Step 1 — Installing Java
$ sudo apt-get update && sudo apt-getupgrade
$ sudo apt-get install software-properties-common
$ sudo add-apt-repository ppa:webupd8team/java
$ sudo apt-get update
$ sudo apt-get install oracle-java8-installer
Once the installation is complete, let’s check the version.
$ java -version
*Output *
openjdk version "1.8.0_91"OpenJDK Runtime Environment (build 1.8.0_91-8u91-b14-3ubuntu1~16.04.1-b14)OpenJDK 64-Bit Server VM (build 25.91-b14, mixed mode)
Disable IPV6
Open the file /etc/sysctl.conf
:
rizwan % editor /etc/sysctl.conf
And append to the end:
# Disable IPv6
net.ipv6.conf.all.disable_ipv6 = 1
net.ipv6.conf.default.disable_ipv6 = 1
net.ipv6.conf.lo.disable_ipv6 = 1
Now reboot the system
rizwan % reboot
Now add a group
rizwan % addgroup hadoopgroup
rizwan % adduser -ingroup hadoopgroup hadoopuser
Install SSH
rizwan % sudo apt install ssh
rizwan % sudo apt install ssh
rizwan % sudo systemctl enable ssh
rizwan % sudo systemctl start ssh
Switch to hadoopuser
rizwan % su - hadoopuser
Add the public key
hadoopuser@rizwan ~ $ ssh-keygen -t rsa -P ""
hadoopuser@rizwan ~ $ cat ~/.ssh/id_rsa.pub >> ~/.ssh/authorized_keys
hadoopuser@rizwan ~ $ chmod 600 ~/.ssh/authorized_keys
hadoopuser@rizwan ~ $ ssh-copy-id -i ~/.ssh/id_rsa.pub localhost
hadoopuser@rizwan ~ $ ssh localhost
Install Hadoop
rizwan % wget it.apache.contactlab.it/hadoop/common/hadoop-2.7.5/hadoop-2.7.5.tar.gz
rizwan % tar xzf hadoop-2.7.5.tar.gz
rizwan % rm -rf hadoop-2.7.5.tar.gz
we’ll move the extracted files into /usr/local
, the appropriate place for locally installed software. Change the version number, if needed, to match the version you downloaded.

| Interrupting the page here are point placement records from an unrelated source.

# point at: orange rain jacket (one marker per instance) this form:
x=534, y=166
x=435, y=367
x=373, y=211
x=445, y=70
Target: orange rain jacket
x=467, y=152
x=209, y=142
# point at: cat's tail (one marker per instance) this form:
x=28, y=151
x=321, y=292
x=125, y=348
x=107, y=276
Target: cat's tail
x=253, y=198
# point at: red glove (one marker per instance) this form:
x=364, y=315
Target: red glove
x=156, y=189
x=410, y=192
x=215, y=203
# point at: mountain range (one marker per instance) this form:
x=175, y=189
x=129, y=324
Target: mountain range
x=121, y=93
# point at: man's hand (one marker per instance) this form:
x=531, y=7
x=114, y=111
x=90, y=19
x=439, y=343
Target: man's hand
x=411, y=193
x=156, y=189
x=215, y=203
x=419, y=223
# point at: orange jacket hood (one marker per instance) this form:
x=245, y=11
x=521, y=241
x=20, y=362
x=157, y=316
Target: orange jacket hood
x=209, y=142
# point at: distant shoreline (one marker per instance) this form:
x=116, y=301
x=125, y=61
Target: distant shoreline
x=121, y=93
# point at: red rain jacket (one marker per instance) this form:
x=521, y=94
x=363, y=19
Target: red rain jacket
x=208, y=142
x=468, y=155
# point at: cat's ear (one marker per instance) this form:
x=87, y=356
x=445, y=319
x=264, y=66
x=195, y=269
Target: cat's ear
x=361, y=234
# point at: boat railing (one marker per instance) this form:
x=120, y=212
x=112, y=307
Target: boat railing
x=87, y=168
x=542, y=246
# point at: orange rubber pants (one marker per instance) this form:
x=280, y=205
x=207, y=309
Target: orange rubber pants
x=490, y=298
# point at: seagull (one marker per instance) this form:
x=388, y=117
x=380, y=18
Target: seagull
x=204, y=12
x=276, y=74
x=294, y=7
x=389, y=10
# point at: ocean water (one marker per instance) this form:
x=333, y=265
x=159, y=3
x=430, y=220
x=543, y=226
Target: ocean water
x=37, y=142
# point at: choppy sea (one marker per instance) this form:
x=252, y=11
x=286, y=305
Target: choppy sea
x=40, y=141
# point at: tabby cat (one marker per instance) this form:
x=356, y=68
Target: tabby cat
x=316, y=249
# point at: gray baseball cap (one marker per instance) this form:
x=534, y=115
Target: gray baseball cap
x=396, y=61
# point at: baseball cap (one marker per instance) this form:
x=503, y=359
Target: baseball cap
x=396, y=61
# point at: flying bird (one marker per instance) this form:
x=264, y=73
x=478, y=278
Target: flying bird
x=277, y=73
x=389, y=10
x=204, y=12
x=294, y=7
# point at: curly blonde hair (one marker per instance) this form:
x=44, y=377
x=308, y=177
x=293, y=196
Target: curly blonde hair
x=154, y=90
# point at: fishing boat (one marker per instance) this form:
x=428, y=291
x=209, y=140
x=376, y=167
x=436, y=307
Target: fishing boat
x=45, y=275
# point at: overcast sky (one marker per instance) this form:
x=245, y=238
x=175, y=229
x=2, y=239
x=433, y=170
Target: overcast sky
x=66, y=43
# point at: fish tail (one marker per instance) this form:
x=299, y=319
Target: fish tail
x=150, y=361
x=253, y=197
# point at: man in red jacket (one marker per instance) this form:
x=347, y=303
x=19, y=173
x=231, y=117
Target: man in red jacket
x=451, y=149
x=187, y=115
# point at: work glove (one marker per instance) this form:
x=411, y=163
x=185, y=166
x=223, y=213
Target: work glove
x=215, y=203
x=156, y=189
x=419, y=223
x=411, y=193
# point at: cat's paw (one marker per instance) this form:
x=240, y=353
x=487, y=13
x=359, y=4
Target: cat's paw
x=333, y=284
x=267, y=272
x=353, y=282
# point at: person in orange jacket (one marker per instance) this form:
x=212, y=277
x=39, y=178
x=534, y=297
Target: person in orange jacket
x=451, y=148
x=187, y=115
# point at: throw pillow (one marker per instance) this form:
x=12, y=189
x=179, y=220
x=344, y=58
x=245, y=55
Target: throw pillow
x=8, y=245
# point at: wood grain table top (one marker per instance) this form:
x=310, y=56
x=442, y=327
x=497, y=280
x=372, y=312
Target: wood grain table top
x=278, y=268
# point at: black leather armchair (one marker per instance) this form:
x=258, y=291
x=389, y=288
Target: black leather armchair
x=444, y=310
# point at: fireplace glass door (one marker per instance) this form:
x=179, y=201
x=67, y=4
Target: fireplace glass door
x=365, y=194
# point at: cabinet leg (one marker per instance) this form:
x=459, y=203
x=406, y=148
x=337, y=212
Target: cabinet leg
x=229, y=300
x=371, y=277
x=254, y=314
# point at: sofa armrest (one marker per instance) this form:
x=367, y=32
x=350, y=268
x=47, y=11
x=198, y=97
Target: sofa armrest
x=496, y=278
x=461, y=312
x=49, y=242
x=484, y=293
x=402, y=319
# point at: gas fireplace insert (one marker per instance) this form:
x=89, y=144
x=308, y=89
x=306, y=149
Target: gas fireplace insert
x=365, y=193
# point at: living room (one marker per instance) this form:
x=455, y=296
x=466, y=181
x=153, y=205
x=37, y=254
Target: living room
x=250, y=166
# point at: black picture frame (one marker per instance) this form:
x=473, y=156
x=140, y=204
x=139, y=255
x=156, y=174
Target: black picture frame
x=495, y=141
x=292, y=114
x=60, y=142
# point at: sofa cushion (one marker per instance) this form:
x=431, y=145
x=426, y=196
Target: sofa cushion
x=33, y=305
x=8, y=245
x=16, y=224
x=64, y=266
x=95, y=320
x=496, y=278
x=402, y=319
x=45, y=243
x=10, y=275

rizwan % sudo mv hadoop-2.7.5 /usr/local
rizwan % sudo ln -sf /usr/local/hadoop-2.7.5/ /usr/local/hadoop
rizwan % sudo chown -R hadoopuser:hadoopgroup /usr/local/hadoop-2.7.5/
Edit bashrc file for setting the environment variables of hadoop:
hadoopuser@rizwan ~ $ editor ~/.bashrc
Append at the end:
#Hadoop Config:
export HADOOP_PREFIX=/usr/local/hadoop
export HADOOP_HOME=/usr/local/hadoop
export HADOOP_MAPRED_HOME=${HADOOP_HOME}
export HADOOP_COMMON_HOME=${HADOOP_HOME}
export HADOOP_HDFS_HOME=${HADOOP_HOME}
export YARN_HOME=${HADOOP_HOME}
export HADOOP_CONF_DIR=${HADOOP_HOME}/etc/hadoop
# Native path
export HADOOP_COMMON_LIB_NATIVE_DIR=${HADOOP_PREFIX}/lib/native
export HADOOP_OPTS="-Djava.library.path=$HADOOP_PREFIX/lib/native"
# Java path
export JAVA_HOME="/usr"
# OS path
export PATH=$PATH:$HADOOP_HOME/bin:$JAVA_PATH/bin:$HADOOP_HOME/sbin
Save Changes
Next, source ~/.bashrc to apply changes.
hadoopuser@rizwan ~ $ source ~/.bashrc
Now we need to edit /usr/local/hadoop/etc/hadoop/hadoop-env.sh
Hadoop requires that you set the path to Java, either as an environment variable or in the Hadoop configuration file.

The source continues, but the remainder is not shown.